Tom and Susan stood silently on the well-manicured lawn, looking at a bed of white lilies.
Beams of light from the patio lamps stretched across the lawn and made the flowers look like little stars. A small trowel stood upright in the loose soil, its red handle peeking up, and next to the flower bed, five small, empty flower pots were stacked. A portable sprinkler clicked in tight arcs over the lilies, spitting threads of water that sparkled in the faint light.
Tom held a glass of white wine is his right hand and the glass sweated in the warm summer night. He lifted his left hand and cupped it around his ear. “Can you hear that?”
Susan didn’t reply. She was looking at the mounds of soil and the lilies. “I hope they’ll grow quickly.”
Tom let his hand drop back to his side and took a sip of his wine. “Me too.”
Susan cocked an ear to the night sky. “I can’t hear anything. I can only hear the sprinkler.”
“Exactly,” Tom said, “Not a single bark. And that’s why you’re a star.” He leaned over and put his left arm around her shoulder, kissed her on the forehead and turned back to face the lilies.
“They’re so white. Innocent little ghosts.” Tom said. He raised his glass to his lips and tilted it and began drinking, his adam’s apple rising and falling until he emptied the glass.
He held the glass upside down over the lawn. “Let’s celebrate, baby. Let’s get fucking drunk.”
They stood listening to the tick-tick-tick of the sprinkler.
A face popped over the fence to their left and spoke. “Hey Tom. Hey Susan.”
“Hello Phil,” Susan said.
“Phil! Lovely night out, neighbour!” Tom said, “It’s so warm! And so quiet!”
“Yeah, about that,” Phil said, “have you seen Ruby? We haven’t seen her for about a day now. Not since a little after she, uh, ate your last Lily patch.”
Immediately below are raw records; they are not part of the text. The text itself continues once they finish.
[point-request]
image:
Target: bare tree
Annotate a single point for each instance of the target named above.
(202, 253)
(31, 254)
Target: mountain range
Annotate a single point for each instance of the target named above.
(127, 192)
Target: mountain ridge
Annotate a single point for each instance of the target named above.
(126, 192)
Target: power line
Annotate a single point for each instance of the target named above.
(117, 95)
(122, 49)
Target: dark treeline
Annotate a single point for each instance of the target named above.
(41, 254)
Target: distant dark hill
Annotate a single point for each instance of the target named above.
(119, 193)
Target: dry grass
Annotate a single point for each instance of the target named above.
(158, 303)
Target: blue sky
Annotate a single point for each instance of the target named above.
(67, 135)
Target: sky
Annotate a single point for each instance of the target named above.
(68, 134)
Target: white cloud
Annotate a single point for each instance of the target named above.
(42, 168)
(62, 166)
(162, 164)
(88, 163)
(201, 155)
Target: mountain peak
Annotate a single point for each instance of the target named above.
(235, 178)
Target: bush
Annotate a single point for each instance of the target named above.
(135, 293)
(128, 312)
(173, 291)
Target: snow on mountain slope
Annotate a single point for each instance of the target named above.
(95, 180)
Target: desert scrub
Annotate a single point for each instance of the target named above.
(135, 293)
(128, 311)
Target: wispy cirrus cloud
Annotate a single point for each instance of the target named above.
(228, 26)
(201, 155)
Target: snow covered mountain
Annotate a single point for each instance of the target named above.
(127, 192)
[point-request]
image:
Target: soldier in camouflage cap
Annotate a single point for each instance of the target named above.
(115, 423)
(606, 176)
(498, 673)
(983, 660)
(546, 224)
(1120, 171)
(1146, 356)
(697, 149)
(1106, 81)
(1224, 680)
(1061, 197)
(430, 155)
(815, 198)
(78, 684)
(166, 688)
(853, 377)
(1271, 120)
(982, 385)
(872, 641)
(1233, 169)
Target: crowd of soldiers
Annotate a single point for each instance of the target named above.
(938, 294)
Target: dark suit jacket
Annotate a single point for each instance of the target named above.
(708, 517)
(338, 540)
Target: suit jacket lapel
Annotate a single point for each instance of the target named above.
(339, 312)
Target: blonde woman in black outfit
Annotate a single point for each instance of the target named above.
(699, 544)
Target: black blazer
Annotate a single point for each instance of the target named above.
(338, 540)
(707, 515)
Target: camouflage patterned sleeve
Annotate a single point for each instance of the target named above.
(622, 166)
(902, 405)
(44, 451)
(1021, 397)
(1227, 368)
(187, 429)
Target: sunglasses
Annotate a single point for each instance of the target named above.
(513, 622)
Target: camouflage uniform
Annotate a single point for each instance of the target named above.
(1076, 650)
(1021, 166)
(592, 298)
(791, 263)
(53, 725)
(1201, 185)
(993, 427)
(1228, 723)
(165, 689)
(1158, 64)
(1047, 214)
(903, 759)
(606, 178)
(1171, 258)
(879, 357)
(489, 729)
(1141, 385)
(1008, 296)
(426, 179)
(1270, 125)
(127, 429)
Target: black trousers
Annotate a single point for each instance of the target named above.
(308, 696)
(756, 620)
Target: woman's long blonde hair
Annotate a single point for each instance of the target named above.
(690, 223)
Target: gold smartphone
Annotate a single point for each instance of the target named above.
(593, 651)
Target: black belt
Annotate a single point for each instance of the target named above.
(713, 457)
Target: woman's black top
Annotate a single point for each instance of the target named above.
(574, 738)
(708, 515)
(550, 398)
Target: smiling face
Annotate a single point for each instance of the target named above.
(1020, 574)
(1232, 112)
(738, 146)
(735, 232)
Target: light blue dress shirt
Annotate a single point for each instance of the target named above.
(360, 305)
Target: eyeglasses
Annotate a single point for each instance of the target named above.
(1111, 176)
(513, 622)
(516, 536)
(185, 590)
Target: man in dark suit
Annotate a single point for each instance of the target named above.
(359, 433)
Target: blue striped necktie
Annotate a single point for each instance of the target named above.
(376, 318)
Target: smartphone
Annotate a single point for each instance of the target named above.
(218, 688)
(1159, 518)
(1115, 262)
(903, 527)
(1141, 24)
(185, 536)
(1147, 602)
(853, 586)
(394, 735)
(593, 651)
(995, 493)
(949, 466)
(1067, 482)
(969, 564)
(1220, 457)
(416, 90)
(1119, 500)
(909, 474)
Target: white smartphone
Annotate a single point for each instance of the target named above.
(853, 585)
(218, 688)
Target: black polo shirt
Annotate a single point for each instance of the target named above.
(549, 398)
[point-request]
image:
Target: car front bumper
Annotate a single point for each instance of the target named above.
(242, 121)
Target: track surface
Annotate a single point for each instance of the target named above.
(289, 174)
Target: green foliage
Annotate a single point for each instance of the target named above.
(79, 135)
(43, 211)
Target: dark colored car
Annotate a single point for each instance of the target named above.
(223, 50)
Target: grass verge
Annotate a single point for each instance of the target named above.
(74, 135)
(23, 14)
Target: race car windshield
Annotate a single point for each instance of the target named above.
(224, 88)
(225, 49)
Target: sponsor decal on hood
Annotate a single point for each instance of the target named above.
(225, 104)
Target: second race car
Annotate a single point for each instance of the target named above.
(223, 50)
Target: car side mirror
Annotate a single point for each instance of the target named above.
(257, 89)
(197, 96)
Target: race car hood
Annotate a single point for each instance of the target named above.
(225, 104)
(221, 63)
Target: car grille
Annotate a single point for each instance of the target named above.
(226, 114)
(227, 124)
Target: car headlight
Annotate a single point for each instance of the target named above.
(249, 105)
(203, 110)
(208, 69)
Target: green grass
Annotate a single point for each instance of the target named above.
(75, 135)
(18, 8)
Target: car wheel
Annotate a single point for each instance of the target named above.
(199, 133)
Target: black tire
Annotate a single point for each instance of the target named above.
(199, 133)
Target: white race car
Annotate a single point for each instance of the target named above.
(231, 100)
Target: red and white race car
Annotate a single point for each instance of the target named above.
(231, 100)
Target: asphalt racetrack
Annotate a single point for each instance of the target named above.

Susan leaned closer into Tom’s arms. She lifted her glass and held it to her lips, but didn’t drink.
Tom turned toward Phil and pulled Susan in closer. “Haven’t heard a peep, Phil, but I’m sure she’ll show up somewhere.”
Phil shook his head. “Alright then, you two. Enjoy the evening. If you see her, can you let me know?” Phil looked down at their flowers. “I see you guys didn’t waste time planting a new one already! Nice. And hey, I promise I’ll pay you back for the last two patches she ate. You just let me know how much it is.”
Tom lifted his empty glass toward Phil. “No problem Phil! These things happen. We’ll let you know. Take care.”
Phil nodded and disappeared behind his fence.
Tom leaned in close, speaking quietly into Susan’s ear. “You’re such a star. I love you. We’ll be able to sleep at night! The lilies will grow!”
“I hope so.”
They both looked at the loose piles of soil around the lilies. The sprinkler clicked its way back and forth, spitting its silver threads on the flowers.
“Alrighty,” Tom said. “I’ll go get some more wine.”